Search code examples
javaperformancelistdictionaryset

List vs. Map: Which takes less space and more efficient?


I have two classes SensorNetwork and Sensor.

class SensorNetwork
{
    Set<Integer> sensorIDs; // Sensor networks have a collection of sensors.
    Set<Integer> adjacents; // Adjacency list of SensorNetwork objects.
}

class Sensor
{
    int networkID; // ID of the network of which this sensor belongs to
    Map<Integer, Float> adjacents; // Adjacency list of sensors in form of <ID, distance>
}

Number of SensorNetworks are predefined (up to 1000). Hence, I may use an array. But number of Sensors are undefined (at most number of sensor networks / 4).

When you consider addition, deletion and get(), I need the one which is faster and takes less space (because I'm going to use serialization).

Here are my options (as far as I have thought)

Option 1: Don't define a class for SensorNetwork. Instead, use List<Set<Integer>> sensorNetwork; and another map for Map<Integer, Set> networkAdjacencies;
Option 2: Use Map<Integer, Set<Integer>> sensorNetwork. In case I want to get sensors of network i, I simply write sensorNetwork.get(i).
Option 3: Don't define classes. Instead, use option 2 and for Sensor class:

Map<Integer, Map<Integer, Float>> sensorAdjacencies;

Which option should I choose in terms of space and time efficiency?


Solution

  • This sounds like it'd be very helpful for you (specifically the Data Structures section): http://bigocheatsheet.com/

    You say

    I need my structure to be efficient while adding, removing and finding elements. No other behavior.

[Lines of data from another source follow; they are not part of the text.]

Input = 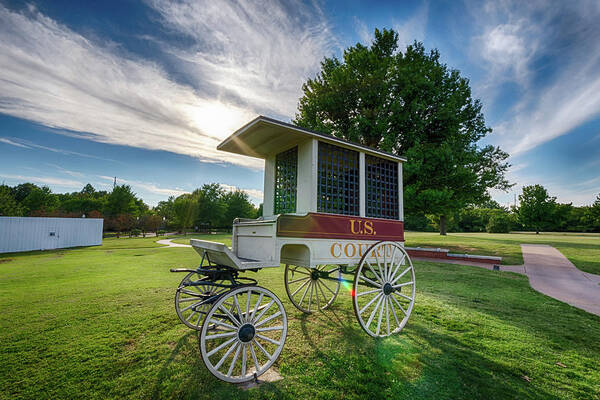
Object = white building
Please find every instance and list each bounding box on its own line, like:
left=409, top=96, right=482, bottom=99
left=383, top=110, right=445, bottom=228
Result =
left=0, top=217, right=103, bottom=253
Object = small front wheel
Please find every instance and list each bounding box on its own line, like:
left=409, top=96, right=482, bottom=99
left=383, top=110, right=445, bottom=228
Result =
left=174, top=271, right=229, bottom=330
left=199, top=286, right=288, bottom=383
left=353, top=242, right=415, bottom=337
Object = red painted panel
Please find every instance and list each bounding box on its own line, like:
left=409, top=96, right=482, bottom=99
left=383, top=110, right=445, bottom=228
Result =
left=277, top=213, right=404, bottom=241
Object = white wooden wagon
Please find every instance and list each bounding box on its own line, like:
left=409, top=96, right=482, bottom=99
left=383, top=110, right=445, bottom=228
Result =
left=170, top=117, right=415, bottom=383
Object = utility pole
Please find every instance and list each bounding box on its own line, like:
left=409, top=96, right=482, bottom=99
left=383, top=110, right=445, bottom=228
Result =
left=113, top=176, right=117, bottom=189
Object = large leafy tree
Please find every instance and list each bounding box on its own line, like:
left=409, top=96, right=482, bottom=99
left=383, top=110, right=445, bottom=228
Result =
left=194, top=184, right=226, bottom=227
left=518, top=184, right=556, bottom=234
left=222, top=190, right=256, bottom=225
left=104, top=185, right=138, bottom=217
left=294, top=28, right=511, bottom=234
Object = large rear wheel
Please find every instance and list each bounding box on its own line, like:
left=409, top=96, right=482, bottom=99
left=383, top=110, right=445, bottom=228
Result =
left=352, top=241, right=415, bottom=337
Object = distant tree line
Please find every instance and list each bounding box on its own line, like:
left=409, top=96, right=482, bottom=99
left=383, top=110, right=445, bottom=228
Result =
left=0, top=182, right=259, bottom=237
left=405, top=185, right=600, bottom=233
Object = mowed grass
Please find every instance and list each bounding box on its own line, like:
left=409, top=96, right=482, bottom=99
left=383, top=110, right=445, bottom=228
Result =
left=405, top=231, right=600, bottom=275
left=1, top=236, right=599, bottom=400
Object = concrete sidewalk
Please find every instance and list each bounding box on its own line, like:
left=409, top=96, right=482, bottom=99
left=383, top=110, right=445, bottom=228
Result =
left=517, top=244, right=600, bottom=316
left=156, top=239, right=191, bottom=248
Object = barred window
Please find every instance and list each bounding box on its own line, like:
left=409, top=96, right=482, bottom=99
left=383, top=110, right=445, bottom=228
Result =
left=317, top=142, right=359, bottom=215
left=366, top=155, right=399, bottom=219
left=274, top=146, right=297, bottom=214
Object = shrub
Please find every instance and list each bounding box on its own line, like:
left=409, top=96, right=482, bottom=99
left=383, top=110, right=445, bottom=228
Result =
left=486, top=213, right=511, bottom=233
left=157, top=230, right=166, bottom=237
left=130, top=228, right=142, bottom=237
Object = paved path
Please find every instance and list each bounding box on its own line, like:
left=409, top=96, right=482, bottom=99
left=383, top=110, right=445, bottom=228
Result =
left=415, top=244, right=600, bottom=316
left=156, top=239, right=191, bottom=248
left=517, top=244, right=600, bottom=316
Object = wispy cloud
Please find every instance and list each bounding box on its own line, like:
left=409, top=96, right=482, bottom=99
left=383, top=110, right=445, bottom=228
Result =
left=220, top=183, right=263, bottom=204
left=469, top=0, right=600, bottom=155
left=0, top=173, right=83, bottom=188
left=98, top=175, right=189, bottom=197
left=0, top=5, right=269, bottom=169
left=148, top=0, right=336, bottom=118
left=393, top=2, right=429, bottom=51
left=1, top=136, right=118, bottom=162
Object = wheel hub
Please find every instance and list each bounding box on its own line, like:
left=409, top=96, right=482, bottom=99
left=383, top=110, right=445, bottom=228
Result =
left=383, top=282, right=394, bottom=295
left=310, top=270, right=320, bottom=280
left=238, top=323, right=256, bottom=343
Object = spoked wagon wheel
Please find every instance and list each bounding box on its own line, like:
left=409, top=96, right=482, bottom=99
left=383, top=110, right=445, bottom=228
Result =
left=200, top=286, right=288, bottom=383
left=353, top=241, right=415, bottom=338
left=284, top=264, right=341, bottom=313
left=175, top=271, right=230, bottom=330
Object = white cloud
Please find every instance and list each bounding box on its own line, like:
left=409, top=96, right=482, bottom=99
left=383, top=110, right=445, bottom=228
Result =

    The problem is that Lists and Maps are usually used in totally different cases. Their names describe their use cases fairly well -- you use a List if you need to list something (probably in some sequential order), while a Map would be used if you need to map an input to an output. You can use a Map as a List by mapping Integers to your elements, but that's overcomplicating things a bit. However, even within List and Map you can have different implementations that differ wildly in asymptotic performance.

    With few exceptions, data structures will take O(n) space, which makes sense. If memory serves, anything other than an ArrayList (or other collections backed only by a primitive array) will have a decent amount of space overhead as they use other objects (e.g. Nodes for LinkedLists and Entry objects for Maps) to organize the underlying structure. I wouldn't worry too much about this overhead though unless space really is at a premium.

    For best-performance addition, deletion, and search, you want to look at how the data structure is implemented.

    • LinkedList-style implementation will net you O(1) addition and deletion (and with a good constant factor, too!), but will have a pretty expensive get() with O(n) time, because the list will have to be traversed every time you want to get something. Java's LinkedList implementation, though, removes in O(n) time; while the actual act of deletion is O(1), that's only if you have a reference to the actual node that you're removing. Because you don't, removals in Java's LinkedList are O(n) -- O(n) for searching for the node to remove, and O(1) for removal.

    • Data structures backed with a plain array will have O(1) get() because it's an array, but takes O(n) to add, and delete, because any addition/deletion other than at the last element requires all other elements to be shuffled (in Java's implementation at least). Searching for something using an object instead of an index is done in O(n) time because you have to iterate over the array to find the object.

    The following two structures are usually Maps, and so usually require you to implement equals() (and hashCode() for HashMaps):

    • Data structures backed by a tree (e.g. TreeMap) will have amortized (I think) O(lg n) add/remove, as a good implementation should be self-balancing, making worst-case addition/deletions only have to go through the height of the tree at most. get() operations are O(lg n). Using a tree requires that your elements be sortable/comparable in some way, which could be a bonus or hinderance, depending on your usage.

    • Hash-based data structures have amortized (average) O(1) everything, albeit with a slightly higher constant factor due to the overhead of hashing (and following any chains if the hash spread is poor). HashMaps could start sucking if you write a bad hashCode() function, though, so you want to be careful with that, although the implementers of Java's HashMap did do some magic behind the scenes to try to at least partially negate the effect of bad hashCode() implementations.

    Hope that rundown helped. If you clear up how your program is structured, I might be able to give a recommendation. Until then, the best I can do is show you the options and let you pick.